El balcón

Ignacio / Martínez

Falsa regeneración

LLEVA meses el Partido Popular insistiendo en que el pueblo soberano debe elegir a los alcaldes de manera directa. Parece que pretende una votación a una sola vuelta, con mayoría absoluta para quien saque el 40% de los votos. Si cogemos el mapa nacional, el principal beneficiario del cambio sería el propio PP. El partido del Gobierno se dispone a sacar esa reforma con su mayoría absoluta y califica la medida como un ejemplo de regeneración democrática.

Es un drama lo que pasa con este término, regeneración, en boca de los partidos de Gürtel y Bárcenas o de los ERE y el fraude en los fondos de formación. A finales del XIX los regeneracionistas españoles lucharon contra la corrupción, el caciquismo y el pucherazo electoral, contra las oligarquías económica y política, contra la ignorancia y el analfabetismo. En el inicio del siglo XXI, lo sorprendente es que la misma bandera la enarbolan quienes son responsables de situaciones similares y que lo hacen para conseguir nuevas ventajas. Sin sonrojo.

En Castilla-La Mancha el PP acaba de aprobar un nuevo sistema electoral con reducción de escaños que ha sido vendido como otra medida de regeneración. Lo cierto es que en algunas provincias hace falta el 18% de los votos para conseguir un escaño. O sea, que es una maniobra para laminar a las minorías, evitar que emerjan alternativas y conservar la mayoría absoluta. Un gesto escasamente democrático.
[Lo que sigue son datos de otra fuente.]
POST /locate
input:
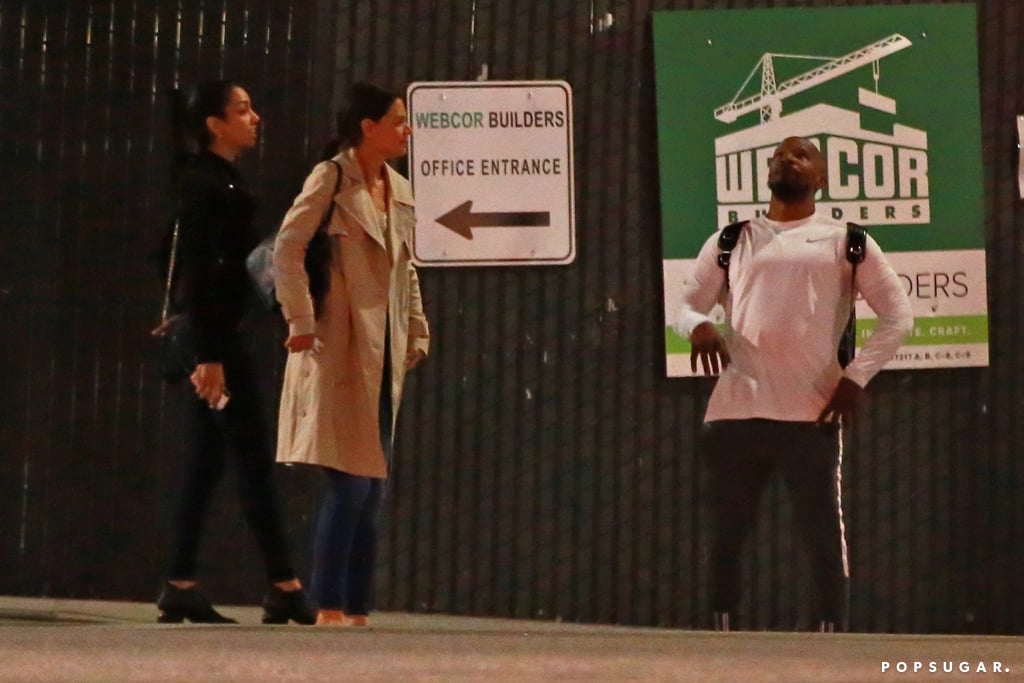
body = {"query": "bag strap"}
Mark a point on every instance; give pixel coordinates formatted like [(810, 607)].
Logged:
[(172, 261), (727, 239), (330, 206), (856, 246)]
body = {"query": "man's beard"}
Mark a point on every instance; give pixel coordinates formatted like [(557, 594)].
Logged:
[(790, 187)]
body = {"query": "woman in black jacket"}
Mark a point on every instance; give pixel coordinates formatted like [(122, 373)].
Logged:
[(210, 286)]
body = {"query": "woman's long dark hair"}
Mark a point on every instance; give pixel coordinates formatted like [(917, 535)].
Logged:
[(189, 110), (364, 100)]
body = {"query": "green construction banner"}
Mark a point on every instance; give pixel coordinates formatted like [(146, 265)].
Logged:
[(889, 94)]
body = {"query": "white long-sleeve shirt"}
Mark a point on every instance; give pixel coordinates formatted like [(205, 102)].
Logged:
[(786, 305)]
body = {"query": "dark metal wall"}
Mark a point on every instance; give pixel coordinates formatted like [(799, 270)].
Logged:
[(545, 466)]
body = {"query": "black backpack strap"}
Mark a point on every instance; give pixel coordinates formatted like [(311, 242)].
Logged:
[(856, 245), (727, 239)]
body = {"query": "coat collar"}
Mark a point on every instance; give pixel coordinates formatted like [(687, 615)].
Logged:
[(355, 200)]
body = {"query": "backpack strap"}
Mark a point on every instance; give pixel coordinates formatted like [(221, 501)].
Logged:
[(727, 239), (856, 244)]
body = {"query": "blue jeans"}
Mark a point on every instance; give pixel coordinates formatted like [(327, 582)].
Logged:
[(345, 542)]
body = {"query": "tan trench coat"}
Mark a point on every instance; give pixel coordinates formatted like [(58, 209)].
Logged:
[(330, 399)]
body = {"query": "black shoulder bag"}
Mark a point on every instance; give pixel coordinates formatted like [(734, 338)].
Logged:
[(317, 260), (176, 333)]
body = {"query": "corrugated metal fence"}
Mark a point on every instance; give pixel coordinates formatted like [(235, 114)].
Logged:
[(546, 466)]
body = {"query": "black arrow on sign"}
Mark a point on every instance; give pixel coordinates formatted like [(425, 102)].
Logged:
[(462, 220)]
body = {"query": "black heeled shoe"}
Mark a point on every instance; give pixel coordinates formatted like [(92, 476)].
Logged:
[(280, 606), (177, 604)]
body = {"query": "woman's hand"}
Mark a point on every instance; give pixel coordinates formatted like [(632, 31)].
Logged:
[(297, 343), (414, 357), (208, 378)]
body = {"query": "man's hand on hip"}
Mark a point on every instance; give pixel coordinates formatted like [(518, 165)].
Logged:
[(843, 402), (707, 344)]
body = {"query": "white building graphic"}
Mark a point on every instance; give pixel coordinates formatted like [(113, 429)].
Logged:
[(875, 177)]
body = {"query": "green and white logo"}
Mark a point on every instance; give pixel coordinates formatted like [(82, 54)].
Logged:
[(889, 94)]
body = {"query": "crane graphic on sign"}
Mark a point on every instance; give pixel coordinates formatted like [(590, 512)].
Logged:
[(769, 100)]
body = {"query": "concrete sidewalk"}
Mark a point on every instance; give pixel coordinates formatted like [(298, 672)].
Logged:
[(65, 640)]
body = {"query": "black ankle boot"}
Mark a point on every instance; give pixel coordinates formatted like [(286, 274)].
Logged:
[(720, 622), (280, 606), (177, 604)]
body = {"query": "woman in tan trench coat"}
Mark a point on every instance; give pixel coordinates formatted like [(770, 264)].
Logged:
[(346, 368)]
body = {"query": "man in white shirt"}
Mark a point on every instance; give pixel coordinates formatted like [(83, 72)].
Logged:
[(786, 291)]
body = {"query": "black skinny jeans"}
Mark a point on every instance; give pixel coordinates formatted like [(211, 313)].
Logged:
[(740, 456), (240, 431)]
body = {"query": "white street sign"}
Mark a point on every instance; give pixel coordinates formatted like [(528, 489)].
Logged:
[(492, 169)]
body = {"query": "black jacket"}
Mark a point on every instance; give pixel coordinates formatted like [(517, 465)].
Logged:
[(216, 233)]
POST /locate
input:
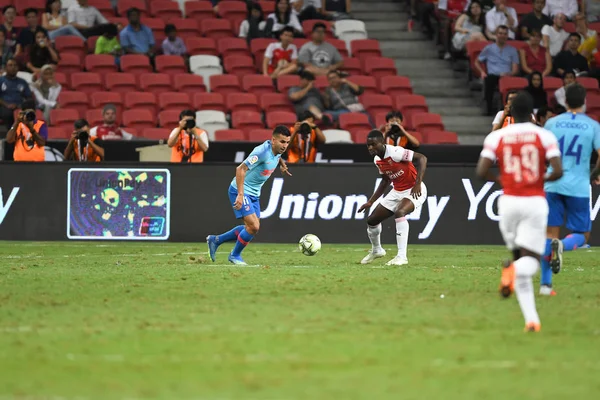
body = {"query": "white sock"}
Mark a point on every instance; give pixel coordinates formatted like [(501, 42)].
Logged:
[(374, 232), (402, 236), (525, 268)]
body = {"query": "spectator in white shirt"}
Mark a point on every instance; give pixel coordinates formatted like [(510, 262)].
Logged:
[(501, 15), (567, 7), (553, 37)]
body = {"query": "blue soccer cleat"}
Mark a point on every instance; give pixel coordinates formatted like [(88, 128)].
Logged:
[(236, 260), (211, 240)]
En las municipales de 2011 votó el 66,2% del censo. El 40% de esa cifra es el 26,5. El PP pretende que una cuarta parte del censo decida quién tiene la alcaldía con mayoría absoluta. Parece excesivo. Pero además ese sistema entregaría muchos ayuntamientos a independentistas en Cataluña, Navarra y País Vasco, para satisfacción de Esquerra y Sortu.

Hace unos días Carlos Floriano, portavoz del PP, justificó esta pretensión como una manera de darle la voz a los ciudadanos y no cortársela en los despachos. Un peligro que se evitaría con dos medidas suplementarias. 1. La elección directa a dos vueltas, para que las posibles coaliciones se hagan entre una y otra convocatoria, como pasa en Francia. Y 2. Primarias a la americana (o a la europea; hay ejemplos en Italia o Francia) para elegir a los candidatos. ¿O es que a Juanma Moreno no lo nominaron presidente del PP andaluz en un despacho? La mención a los despachos en boca de populares o socialistas, especialistas en mesas de camilla deliberativas, es un sarcasmo.

Esta semana han surgido voces en Valencia, Madrid y FAES que tratan de ampliar el concepto de 'mayoría absoluta con el 40%' a las elecciones autonómicas. Estas tácticas interesadas y oportunistas están desacreditando por completo la posibilidad de restaurar el sistema democrático español, de la mano de los dos grandes partidos. Ojo, es abrir puertas y ventanas al populismo puro y duro. Pero hay perversas compañías contaminadas, con las que no se puede regenerar nada de nada.